In the early 20th century, scientists proposed morphine injections, liniments including chloroform, and preparations that included aspirin for the pain of a gout attack. A high dose of a salicylate drug also helped the body to excrete uric acid, but it had significant side effects.

Researchers found that phenoquin or cinchophen worked as an alternative to aspirin, but risked vomiting and severe liver poisoning. In 1932, Martindale still supported the idea of purging the system, even though the ancient humoral theory had vanished: “A bacterial toxin is the primary factor. Adequate removal of the intestinal contents at the commencement of the attack will reduce the symptoms.”

Non-steroidal anti-inflammatory drugs recommended for gout have included phenylbutazone (since the 1950s), indo-metacin (1960s), propionic acid deriv-atives, such as naproxen and piroxicam (1970s), and diclofenac (1980s).

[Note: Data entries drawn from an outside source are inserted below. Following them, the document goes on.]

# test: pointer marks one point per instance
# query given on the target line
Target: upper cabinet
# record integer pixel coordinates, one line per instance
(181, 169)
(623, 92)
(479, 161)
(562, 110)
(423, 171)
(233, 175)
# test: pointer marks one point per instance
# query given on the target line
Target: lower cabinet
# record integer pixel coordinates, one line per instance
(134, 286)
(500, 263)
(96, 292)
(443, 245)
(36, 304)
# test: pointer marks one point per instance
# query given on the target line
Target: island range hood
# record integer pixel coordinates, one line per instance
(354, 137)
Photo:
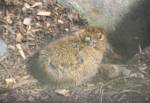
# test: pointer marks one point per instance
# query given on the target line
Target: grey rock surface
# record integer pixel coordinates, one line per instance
(3, 48)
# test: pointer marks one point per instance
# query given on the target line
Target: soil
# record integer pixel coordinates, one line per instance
(24, 38)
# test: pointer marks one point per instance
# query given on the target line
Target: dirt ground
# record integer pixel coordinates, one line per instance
(28, 25)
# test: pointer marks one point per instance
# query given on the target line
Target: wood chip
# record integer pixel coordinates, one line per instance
(27, 21)
(62, 92)
(20, 50)
(60, 21)
(36, 4)
(10, 82)
(44, 13)
(18, 37)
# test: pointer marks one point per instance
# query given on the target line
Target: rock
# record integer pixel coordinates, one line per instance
(3, 48)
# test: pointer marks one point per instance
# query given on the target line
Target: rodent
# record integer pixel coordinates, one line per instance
(70, 60)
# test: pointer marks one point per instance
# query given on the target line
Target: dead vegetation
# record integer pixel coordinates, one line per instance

To prevent gout, scientists worked on treatments, such as probenecid and sulfinpyrazone, which successfully increased the amount of uric acid excreted. The major breakthrough was allopurinol, an enzyme (xanthine oxidase) inhibitor that limits the body’s production of uric acid.

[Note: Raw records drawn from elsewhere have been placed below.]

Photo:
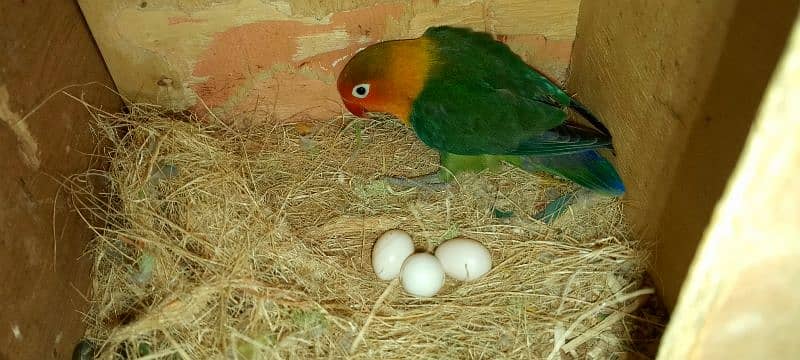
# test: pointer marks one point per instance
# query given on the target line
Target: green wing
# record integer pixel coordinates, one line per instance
(481, 98)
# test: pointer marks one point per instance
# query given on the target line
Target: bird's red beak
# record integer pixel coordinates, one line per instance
(355, 109)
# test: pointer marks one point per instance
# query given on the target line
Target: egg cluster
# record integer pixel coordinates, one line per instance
(421, 273)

George Hitchings and Gertrude Elion were awarded the 1988 Nobel prize in medicine for their work in its development. It is now the most frequently used uric acid lowering drug.

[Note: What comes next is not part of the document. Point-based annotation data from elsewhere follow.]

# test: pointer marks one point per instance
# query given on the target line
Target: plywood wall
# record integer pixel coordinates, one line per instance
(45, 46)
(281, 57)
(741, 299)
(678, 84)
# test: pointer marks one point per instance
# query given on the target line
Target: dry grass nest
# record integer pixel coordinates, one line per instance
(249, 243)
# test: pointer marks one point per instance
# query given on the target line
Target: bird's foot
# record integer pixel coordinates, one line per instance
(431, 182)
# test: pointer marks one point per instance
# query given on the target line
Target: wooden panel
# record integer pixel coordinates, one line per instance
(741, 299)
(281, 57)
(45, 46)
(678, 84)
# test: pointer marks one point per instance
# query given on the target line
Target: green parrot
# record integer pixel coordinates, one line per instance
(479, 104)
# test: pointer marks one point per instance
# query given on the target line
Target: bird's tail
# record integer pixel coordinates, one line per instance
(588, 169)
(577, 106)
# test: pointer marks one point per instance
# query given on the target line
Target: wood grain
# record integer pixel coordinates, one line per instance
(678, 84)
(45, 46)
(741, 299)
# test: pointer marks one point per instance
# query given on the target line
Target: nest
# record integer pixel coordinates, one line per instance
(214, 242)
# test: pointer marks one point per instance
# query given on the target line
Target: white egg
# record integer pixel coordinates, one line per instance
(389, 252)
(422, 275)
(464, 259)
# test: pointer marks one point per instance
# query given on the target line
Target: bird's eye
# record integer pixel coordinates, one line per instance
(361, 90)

In May 2008, febuxostat was the first new type of gout medicine in four decades to receive EU marketing authorisation. Soon to be launched, it works as a selective xanthine oxidase inhibitor, lowering the levels of uric acid in the body so that crystals cannot form.

Effective drugs to lower uric acid levels in the bloodstream (whether by flushing it out or limiting its production) means that tophi are now rarely seen. However, the stereotypical 18th century overindulgent gout sufferer has a basis in today’s science.

Purines present in meat, seafood and some alcoholic drinks increase the build-up of uric acid. Inherited gout is due to a purine enzyme deficiency, so that the patient’s body does not process this chemical effectively.

Recent medical research has also confirmed that darker coloured alcoholic drinks, such as port, claret and porter, which were popular in the 1700s, are more likely to trigger acute attacks.

Although the learned references may not be familiar, Reverend Sydney Smith’s advice to gout patients in 1829 does not seem out of place today: “The sufferer must enter into a solemn pact with his stomach to relinquish all serious flirtation with the sirens of the kitchen and the houris of the wine cellar.”